Vandick Ponte - Médico Anarquista, Mestre dos Psiquiatras
Após formar-se,
em 1933, o cearense de Sobral, Dr. Vandick Ponte especializou-se em
neuropsiquiatria pela Universidade de Columbia (EUA), dedicando-se, ao retornar
à sua terra, à psiquiatria, em definitivo, como médico e professor. Desapontado
com os trabalhos do único centro de atendimento da área em Fortaleza, o Asilo
de Parangaba, segundo ele preconceituosamente denominado de “Asilo dos
Alienados”, notabilizou-se pelos esforços, ao lado do colega Dr. Jurandir
Picanço, para a criação da Casa de Saúde São Gerardo, fundada em maio de 1935.

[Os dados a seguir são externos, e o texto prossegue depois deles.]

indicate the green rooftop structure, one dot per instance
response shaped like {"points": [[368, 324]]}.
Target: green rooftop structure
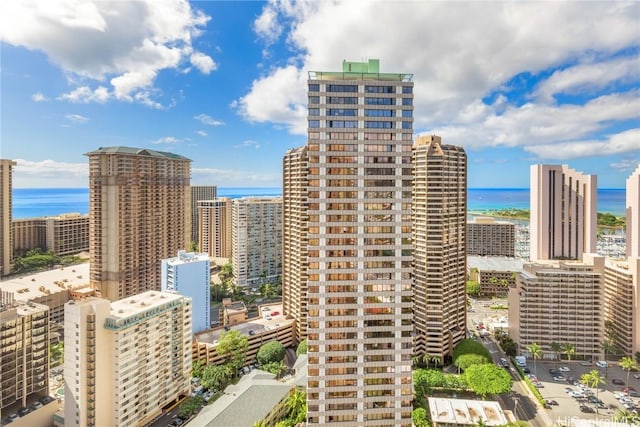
{"points": [[352, 70]]}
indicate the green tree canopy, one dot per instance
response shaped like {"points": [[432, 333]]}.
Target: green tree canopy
{"points": [[470, 346], [302, 348], [233, 347], [465, 360], [488, 379], [273, 351]]}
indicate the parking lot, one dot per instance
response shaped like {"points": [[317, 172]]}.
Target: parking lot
{"points": [[558, 390]]}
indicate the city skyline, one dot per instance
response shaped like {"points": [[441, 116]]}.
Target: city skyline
{"points": [[224, 83]]}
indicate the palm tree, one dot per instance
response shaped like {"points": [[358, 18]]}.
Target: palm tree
{"points": [[628, 364], [536, 353], [593, 379], [569, 350], [556, 347]]}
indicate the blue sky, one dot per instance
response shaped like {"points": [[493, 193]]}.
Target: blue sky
{"points": [[224, 83]]}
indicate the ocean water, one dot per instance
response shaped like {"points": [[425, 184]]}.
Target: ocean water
{"points": [[36, 202]]}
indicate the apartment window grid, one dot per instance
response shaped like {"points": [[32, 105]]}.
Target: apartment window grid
{"points": [[359, 312]]}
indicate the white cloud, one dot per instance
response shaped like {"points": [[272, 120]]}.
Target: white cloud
{"points": [[49, 173], [624, 142], [248, 144], [77, 118], [235, 177], [168, 140], [203, 62], [84, 95], [459, 53], [39, 97], [124, 42], [266, 26], [590, 76], [208, 120]]}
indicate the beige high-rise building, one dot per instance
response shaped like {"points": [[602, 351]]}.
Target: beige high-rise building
{"points": [[562, 302], [488, 237], [295, 223], [6, 197], [199, 193], [24, 352], [439, 208], [124, 361], [360, 131], [63, 234], [256, 237], [214, 220], [633, 214], [563, 223], [139, 204]]}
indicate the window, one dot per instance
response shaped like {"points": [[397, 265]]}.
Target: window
{"points": [[379, 89], [342, 88], [342, 100], [342, 112], [380, 101], [379, 113], [378, 125]]}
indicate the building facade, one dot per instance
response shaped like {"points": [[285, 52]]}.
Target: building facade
{"points": [[439, 208], [6, 197], [125, 361], [633, 214], [189, 274], [24, 353], [360, 131], [559, 301], [256, 240], [563, 222], [139, 203], [489, 237], [295, 223], [622, 302], [63, 234], [214, 220], [199, 193]]}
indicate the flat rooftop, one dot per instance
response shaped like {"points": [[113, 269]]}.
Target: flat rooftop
{"points": [[140, 303], [265, 322], [495, 263], [35, 285], [466, 412]]}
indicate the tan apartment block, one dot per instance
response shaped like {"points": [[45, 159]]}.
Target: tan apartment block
{"points": [[214, 220], [622, 302], [563, 220], [256, 240], [360, 132], [140, 207], [24, 354], [6, 198], [562, 302], [124, 361], [295, 223], [439, 208], [633, 214], [489, 237], [198, 194]]}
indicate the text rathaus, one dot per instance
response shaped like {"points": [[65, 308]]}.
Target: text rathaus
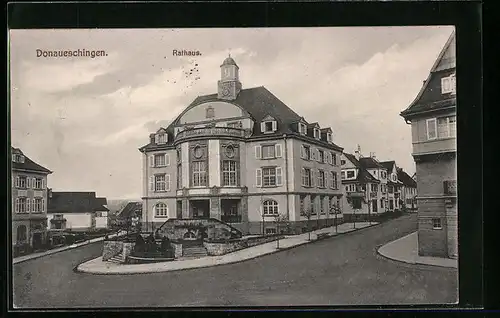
{"points": [[241, 156]]}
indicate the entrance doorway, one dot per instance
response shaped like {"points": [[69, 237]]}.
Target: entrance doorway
{"points": [[230, 211], [37, 241], [200, 209]]}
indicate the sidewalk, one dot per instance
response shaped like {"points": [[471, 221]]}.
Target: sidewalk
{"points": [[24, 258], [97, 266], [405, 249]]}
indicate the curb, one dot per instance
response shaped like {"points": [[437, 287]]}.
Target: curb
{"points": [[77, 270], [51, 252], [408, 262]]}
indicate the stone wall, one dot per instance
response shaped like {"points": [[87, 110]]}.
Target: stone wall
{"points": [[177, 249], [110, 249], [221, 248]]}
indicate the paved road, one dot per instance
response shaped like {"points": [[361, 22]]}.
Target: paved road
{"points": [[343, 270]]}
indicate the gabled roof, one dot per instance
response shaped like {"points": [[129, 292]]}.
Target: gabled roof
{"points": [[370, 163], [406, 179], [259, 103], [363, 175], [28, 164], [130, 209], [389, 165], [429, 97], [74, 202]]}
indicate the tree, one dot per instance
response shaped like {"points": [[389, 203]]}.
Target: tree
{"points": [[308, 213], [280, 220]]}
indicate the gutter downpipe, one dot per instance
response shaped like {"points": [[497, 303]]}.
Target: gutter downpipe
{"points": [[286, 174]]}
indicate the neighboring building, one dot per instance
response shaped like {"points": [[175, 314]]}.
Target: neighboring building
{"points": [[240, 156], [102, 215], [73, 210], [29, 201], [365, 184], [409, 191], [433, 125], [394, 186], [131, 212]]}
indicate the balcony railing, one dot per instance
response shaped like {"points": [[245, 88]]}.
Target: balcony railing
{"points": [[450, 187], [231, 218], [211, 131]]}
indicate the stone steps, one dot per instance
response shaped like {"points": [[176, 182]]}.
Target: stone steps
{"points": [[194, 251]]}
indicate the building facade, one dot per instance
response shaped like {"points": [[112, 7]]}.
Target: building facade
{"points": [[76, 211], [29, 202], [243, 157], [432, 116]]}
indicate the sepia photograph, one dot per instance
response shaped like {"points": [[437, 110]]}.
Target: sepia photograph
{"points": [[228, 167]]}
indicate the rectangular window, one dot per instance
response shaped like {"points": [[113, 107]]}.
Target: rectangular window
{"points": [[321, 156], [21, 205], [160, 182], [333, 180], [160, 160], [431, 129], [306, 152], [436, 224], [199, 173], [302, 204], [229, 173], [268, 151], [269, 177], [306, 177], [321, 179]]}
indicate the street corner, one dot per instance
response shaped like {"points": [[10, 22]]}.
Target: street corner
{"points": [[405, 250]]}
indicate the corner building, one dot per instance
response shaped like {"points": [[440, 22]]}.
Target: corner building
{"points": [[241, 156]]}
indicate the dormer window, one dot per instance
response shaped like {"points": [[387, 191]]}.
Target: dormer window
{"points": [[302, 129], [161, 138], [317, 133], [448, 85], [210, 112], [269, 126]]}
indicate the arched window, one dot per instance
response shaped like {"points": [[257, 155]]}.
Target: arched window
{"points": [[270, 207], [21, 234], [161, 209]]}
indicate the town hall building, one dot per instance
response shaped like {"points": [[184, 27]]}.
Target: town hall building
{"points": [[243, 157]]}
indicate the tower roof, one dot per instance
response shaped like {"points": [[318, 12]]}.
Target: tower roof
{"points": [[229, 61]]}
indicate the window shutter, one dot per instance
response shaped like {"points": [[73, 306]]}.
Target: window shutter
{"points": [[258, 177], [167, 182], [279, 176], [278, 151], [258, 152], [152, 183]]}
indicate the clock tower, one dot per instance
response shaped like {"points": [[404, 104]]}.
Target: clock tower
{"points": [[229, 85]]}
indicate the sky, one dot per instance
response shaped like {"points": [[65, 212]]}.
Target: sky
{"points": [[85, 118]]}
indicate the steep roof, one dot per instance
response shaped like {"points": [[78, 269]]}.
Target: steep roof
{"points": [[363, 175], [406, 179], [259, 103], [130, 209], [370, 163], [73, 202], [27, 164], [389, 165], [430, 97]]}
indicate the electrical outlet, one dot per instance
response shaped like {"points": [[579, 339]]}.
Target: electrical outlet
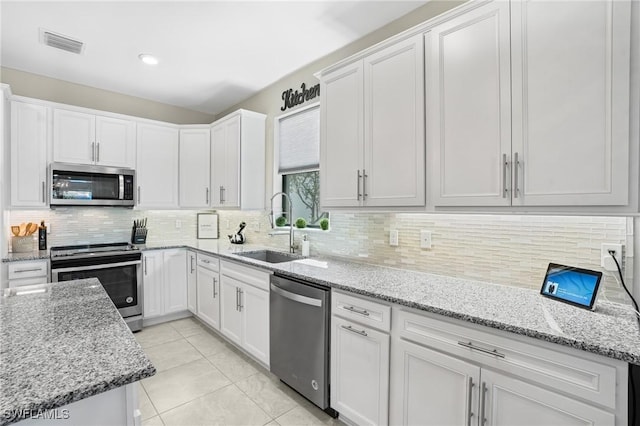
{"points": [[605, 258], [425, 239], [393, 237]]}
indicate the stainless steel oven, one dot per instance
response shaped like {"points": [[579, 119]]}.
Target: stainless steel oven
{"points": [[117, 266]]}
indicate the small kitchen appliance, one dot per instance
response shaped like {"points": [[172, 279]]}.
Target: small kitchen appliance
{"points": [[118, 266], [91, 185], [238, 238]]}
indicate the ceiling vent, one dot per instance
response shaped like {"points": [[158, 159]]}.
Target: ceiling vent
{"points": [[59, 41]]}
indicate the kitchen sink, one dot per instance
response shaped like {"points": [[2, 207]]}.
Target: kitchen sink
{"points": [[270, 256]]}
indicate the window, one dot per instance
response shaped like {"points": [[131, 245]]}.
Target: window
{"points": [[298, 161]]}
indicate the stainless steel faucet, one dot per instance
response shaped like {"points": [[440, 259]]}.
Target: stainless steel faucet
{"points": [[291, 247]]}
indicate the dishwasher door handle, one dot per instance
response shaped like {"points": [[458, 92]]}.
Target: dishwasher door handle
{"points": [[296, 297]]}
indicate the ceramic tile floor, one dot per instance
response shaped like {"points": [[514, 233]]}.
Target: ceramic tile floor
{"points": [[202, 380]]}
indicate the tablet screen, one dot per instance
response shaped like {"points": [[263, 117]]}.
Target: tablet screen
{"points": [[572, 285]]}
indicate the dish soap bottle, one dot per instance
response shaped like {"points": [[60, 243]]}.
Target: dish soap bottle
{"points": [[42, 236]]}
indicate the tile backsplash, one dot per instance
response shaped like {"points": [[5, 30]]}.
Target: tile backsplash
{"points": [[505, 249]]}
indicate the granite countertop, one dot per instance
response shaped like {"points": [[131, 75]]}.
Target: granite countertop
{"points": [[611, 330], [63, 344]]}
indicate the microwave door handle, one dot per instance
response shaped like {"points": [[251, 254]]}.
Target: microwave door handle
{"points": [[91, 267]]}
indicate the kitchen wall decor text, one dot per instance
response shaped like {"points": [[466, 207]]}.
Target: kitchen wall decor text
{"points": [[292, 98]]}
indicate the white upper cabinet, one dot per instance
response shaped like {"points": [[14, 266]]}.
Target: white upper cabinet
{"points": [[571, 102], [194, 167], [157, 166], [469, 107], [529, 105], [341, 137], [372, 134], [394, 158], [29, 143], [238, 161], [84, 138]]}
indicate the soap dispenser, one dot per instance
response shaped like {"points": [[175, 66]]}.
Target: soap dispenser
{"points": [[42, 236], [305, 246]]}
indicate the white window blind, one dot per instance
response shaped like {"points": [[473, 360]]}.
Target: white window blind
{"points": [[299, 137]]}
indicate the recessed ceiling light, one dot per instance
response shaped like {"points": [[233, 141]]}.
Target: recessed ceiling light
{"points": [[148, 59]]}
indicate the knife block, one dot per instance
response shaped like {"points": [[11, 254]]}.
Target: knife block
{"points": [[138, 235]]}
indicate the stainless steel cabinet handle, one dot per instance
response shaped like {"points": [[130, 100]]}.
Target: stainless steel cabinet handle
{"points": [[364, 184], [505, 165], [469, 397], [357, 311], [19, 271], [470, 345], [349, 328], [516, 166], [483, 397]]}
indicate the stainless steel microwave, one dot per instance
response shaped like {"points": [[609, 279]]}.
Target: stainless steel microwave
{"points": [[91, 185]]}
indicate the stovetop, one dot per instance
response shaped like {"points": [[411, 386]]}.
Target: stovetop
{"points": [[92, 249]]}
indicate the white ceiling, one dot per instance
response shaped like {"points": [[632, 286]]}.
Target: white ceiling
{"points": [[213, 54]]}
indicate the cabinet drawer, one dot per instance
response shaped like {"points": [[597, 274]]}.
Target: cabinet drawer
{"points": [[18, 270], [208, 262], [361, 310], [256, 277], [28, 281], [563, 369]]}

De um ambiente outrora superlotado e com altas taxas de mortalidade, partiu-se
para o gerenciamento de uma unidade descentralizada, aberta, destacando-se pelo
pioneirismo na assistência psíquica e humanitária no Norte e Nordeste
brasileiro, ainda que de iniciativa privada, comum numa época de abandono às
causas sociais, Somente depois da reforma da Previdência, quando surgiram os
convênios, voltou-se ao público, perdurando aos dias atuais como Instituto
Vandick Ponte.
Segundo o
médico, havia na época o constrangimento em “asilar” parentes, questionamentos
aos tratamentos e à superpopulação, quando a sociedade classificava os internos
como “loucos”, diante de uma cultura de pobreza. Os psiquiatras não se
adequavam aos avanços técnicos, preocupando-se com o isolamento do doente, sem
um contato fraterno com ele. Dr. Vandick mandou abrir as portas e esquecer as
grades, colocando cada colaborador no mesmo grau de profissionalização: “No São
Gerardo, cada médico é um assistente social, cada assistente social um
terapeuta ocupacional, cada terapeuta um auxiliar de enfermagem, além da
profissão específica”. “Não é possível ver os doentes mentais apenas passíveis
de uma “cura social” utópica”.
Fábrica de Vassouras |
Com a
introdução da ludoterapia, inédita, a partir dos anos 40, a psicoterapia sofreu
uma transformação animadora, realçada até hoje pelos especialistas modernos, Havia
planos em que os doentes exercitavam culturas variadas, como danças e encenações
teatrais sempre assistidos por médicos. Pelo sistema “oper-door”, seguindo os
critérios das mudanças necessárias, constatamos os internos passeando pelos
jardins, pelas oficinas, salas de estar e recreio, ao contrário do
“aprisionamento” dos asilos, cujo modelo, que segundo o Dr.Wandick Ponte, faliu
aos cuidados do filantropismo religioso. O monopólio da religião católica não
foi capaz de absorver a tensão e nervosismo dos doentes diante de um sistema
fechado. Graças aos progressos da psiquiatria biológica, os “depósitos de
loucos” (manicômios) foram fechados ou drasticamente reduzidos e humanizados,
acabando a violência aos doentes mentais, a contenção e ociosidade.
"Uma injustiça social suicida que permite a uma elite inautêntica imitar os países ricos, explorando o seu povo e avassalando a sua cultura" (Vandick Ponte, 1986)
Se nos asilo a
marca era o tradicionalismo, a hidroterapia, sedando os pacientes, na Casa de
Saúde São Gerardo de então já se ousava com seu método de tratamento da
paralisia geral, cuja causa de origem estava ligada a sífilis cerebral, sendo
tratada pelo germe da malária. Paralelo a isso, foram introduzidos no Ceará os primeiros
aparelhos de eletrochoqueterapia e o pioneirismo na utilização de filmes como
tratamento biológico à base de insulina. “é preciso acabar com o mito da
irresponsabilidade do psicótico como já se acabou com o mito da sua violência”,
dizia o médico, que adotava a terapia cognitiva para lidar com a consciência como
forma de libertar um indivíduo de suas neuroses, controlando a sua ansiedade.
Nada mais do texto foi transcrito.